Kitty and Bunny Buche 2015 - Meringue Bunny and Kitty Closeup

I finally got some chocolate melted and so I mixed it with the freshly made buttercream. I knew right away that the cream would be too soft to use. My whole reason for making the cream early was so I had enough stability to fill the roll cake. I decided to pop the cream into the refrigerator hoping that it would help.

By now, I had a little less than three hours left. My cream was chillin’ (pun intended), my sponge was done and cooling, and my meringue figures were drying. I decided that I should ask for some help. I knew that pan-roasting the sprouts would be a quick 15 minutes, but the potatoes were going to have to boil for at least 45 minutes. I relinquished the task to my hubby so I could concentrate in assembling my poor cake.

I began to refresh the cream, but it was still a bit too soft to use. I felt like I didn’t have enough time left. I hastily started to spread the cream onto the unrolled cake. My hubby asked over my shoulder, “Did you soak the cake with the sugar syrup and booze?” I stared blankly. It took a few seconds for me to realize that I got too eager. I panicked! I scraped whatever cream I could scrape off the cake, and ran for my pastry brush. As I held my breath, I soaked the cake, put the cream back on, and dotted the buttercream with the soaked cherries.

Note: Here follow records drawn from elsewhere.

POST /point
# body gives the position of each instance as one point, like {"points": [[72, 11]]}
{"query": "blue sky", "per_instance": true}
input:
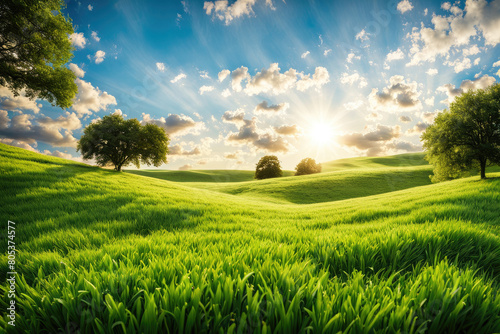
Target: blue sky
{"points": [[231, 81]]}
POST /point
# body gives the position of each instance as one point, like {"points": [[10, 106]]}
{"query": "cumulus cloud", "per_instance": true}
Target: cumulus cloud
{"points": [[374, 142], [400, 95], [99, 56], [466, 85], [78, 40], [456, 30], [374, 116], [178, 150], [56, 132], [432, 71], [395, 55], [248, 134], [237, 77], [404, 6], [90, 99], [232, 156], [351, 79], [405, 119], [203, 89], [353, 105], [178, 77], [223, 11], [263, 107], [417, 129], [95, 37], [351, 56], [160, 67], [223, 75], [175, 125], [235, 117], [271, 80], [10, 102], [287, 130], [362, 36], [78, 71], [18, 143]]}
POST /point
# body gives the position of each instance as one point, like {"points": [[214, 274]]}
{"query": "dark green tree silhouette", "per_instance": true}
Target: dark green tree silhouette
{"points": [[465, 137], [34, 48], [118, 142], [268, 167], [307, 166]]}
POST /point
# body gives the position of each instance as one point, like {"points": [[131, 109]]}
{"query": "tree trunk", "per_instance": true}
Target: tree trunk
{"points": [[483, 169]]}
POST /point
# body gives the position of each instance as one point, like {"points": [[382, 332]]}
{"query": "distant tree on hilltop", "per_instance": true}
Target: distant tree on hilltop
{"points": [[307, 166], [119, 142], [465, 137], [268, 167]]}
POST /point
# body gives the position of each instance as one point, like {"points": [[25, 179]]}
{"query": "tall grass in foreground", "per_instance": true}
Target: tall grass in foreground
{"points": [[115, 253]]}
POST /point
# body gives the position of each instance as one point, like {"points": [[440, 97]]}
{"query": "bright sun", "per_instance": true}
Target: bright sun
{"points": [[322, 134]]}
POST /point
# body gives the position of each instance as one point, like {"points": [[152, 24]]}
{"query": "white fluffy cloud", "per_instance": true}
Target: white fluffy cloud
{"points": [[221, 9], [377, 140], [178, 77], [178, 150], [23, 128], [160, 67], [264, 107], [10, 102], [95, 37], [77, 70], [175, 125], [204, 89], [248, 134], [456, 30], [99, 56], [432, 71], [78, 40], [271, 80], [223, 75], [466, 85], [351, 79], [395, 55], [404, 6], [90, 99], [400, 95]]}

The cake was rolled well and popped into the refrigerator. I decided that the brussel sprouts had to be done. If I could get another task out of the way, I could devote my time to my Christmas dinner pièce de résistance. I quickly blanched the sprouts, fished them out, threw them into a cast-iron pan with salted anchovies and garlic, and pan roasted them. I had about an hour-and-a-half left.

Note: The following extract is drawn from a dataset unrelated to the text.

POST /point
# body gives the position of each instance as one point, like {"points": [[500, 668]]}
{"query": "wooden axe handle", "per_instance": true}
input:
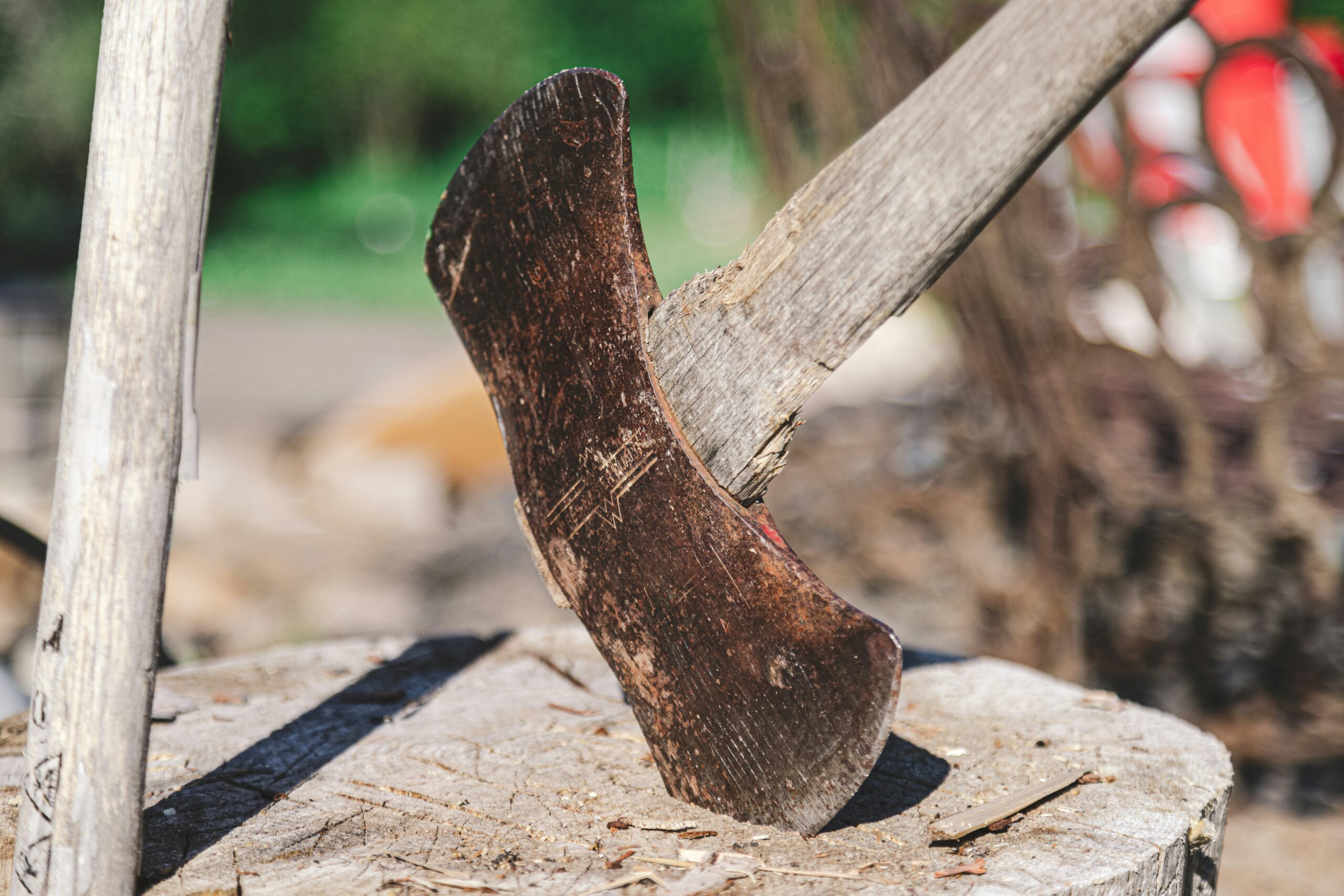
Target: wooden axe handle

The potatoes were just about done (Thanks, Hubby/Kitty!). I checked on the meringues and they were still a bit tacky to the touch. I decided to keep them in the oven a little longer. My cake was still a little soft, but I felt like I had to cut the ends off to make my branches. I chose to make the cuts… and that was the fatal error. While the cake seemed okay at first, the weight of the “branches” was too heavy for the base. My cake proceeded to flatten and squash. “Oh no! Sigh. I can’t do anything about it now. I hope it tastes alright. That’ll make up for its misshapen look.”

Cut Rib Roast

The rib roast came out of the oven after about five-six hours at a low heat of 200°F. The internal temperature was at a constant 133°F, the prime temperature for the breakdown of collagen. It was absolutely mouth-melting and tender (I don’t advise people to eat a rib roast rare, especially in the presence of possible bacteria. Eat at your own discretion.).

Christmas Dinner Plate

All in all, Christmas dinner was a success. My bûche was far from the best I’ve done aesthetically, but I was really happy with the meringue kitties and bunnies! Lesson learned: stick with recipes that you *know* will work, especially on special cooking days!